At present, the only industry participants maximizing usage of Apple hardware are zero-day hoarders. Meanwhile, every passing day allows Qualcomm, Nvidia and Arm-generic/Mediatek to improve their nascent PC hw+OS stacks, whittling away at Apple's shrinking hardware lead.
Any loosening of Apple hardware restrictions is going to be judged internally on what impact it will have on App Store revenue & related DRM / IP contracts.
I'm not sure Tim Cook is the guy to overrule that based on a vision of the future.
Let's see if the $599 MacBook (iPhone SoC!) can run VMs and software distributed outside App Store, i.e. like existing MacBooks.
If Pixel phones (with inferior hardware) can run Debian Linux VMs with external USB-c display, so can Apple tablets/phones. Apple and Google app stores have similar business incentives and antitrust constraints.
You are spot on, they can indeed run that software.
The problem that you and others with similar interests are running into is that you’re asking Apple to spend perhaps tens of millions of dollars to make a change that, frankly, almost nobody wants or cares about. I don’t want it or care about it whatsoever, nor does my grandma. That’s why this all plays out in court and in countries that want to stick a finger in the eye of American tech companies.
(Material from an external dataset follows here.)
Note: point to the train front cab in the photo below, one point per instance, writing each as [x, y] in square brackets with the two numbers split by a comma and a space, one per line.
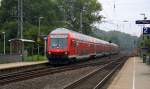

Anti-trust concerns tend to just be multi-billion dollar corporations (Apple, Meta, Epic, Netflix, etc.) arguing over who gets the slice of your wallet. None of these companies lower prices when they win court battles, experiences don’t get better, and as Apple in particular loses more and more control over the App Store they lose the ability, however flawed, to collectively bargain on behalf of regular folks against developers [1].
Can anyone point to a single major technology product/service/app, like Spotify or something where after Apple has ceded control over the App Store the company has lowered prices, or perhaps instituted tougher privacy controls than Apple has demanded on the App Store?
Is there a single example?
[1] Items like forced private Sign in with Apple, or disclosing how data is used, don’t and won’t exist on “the Meta App Store” because as a single person or small group you’d rather have access to Facebook and you’ll give up data for it. But Apple can listen to users and then force Meta to comply with those demands, however flawed the situation may be and however self-serving Apple’s interests may be.
> Can anyone point to a single major technology product/service/app, like Spotify or something where after Apple has ceded control over the App Store the company has lowered prices, or perhaps instituted tougher privacy controls than Apple has demanded on the App Store?
Epic?
What prices were lowered? Or was there another improvement such as further privacy restrictions against developers?
The original 2020 discount was literally what sparked the Apple/Google-Epic lawsuits.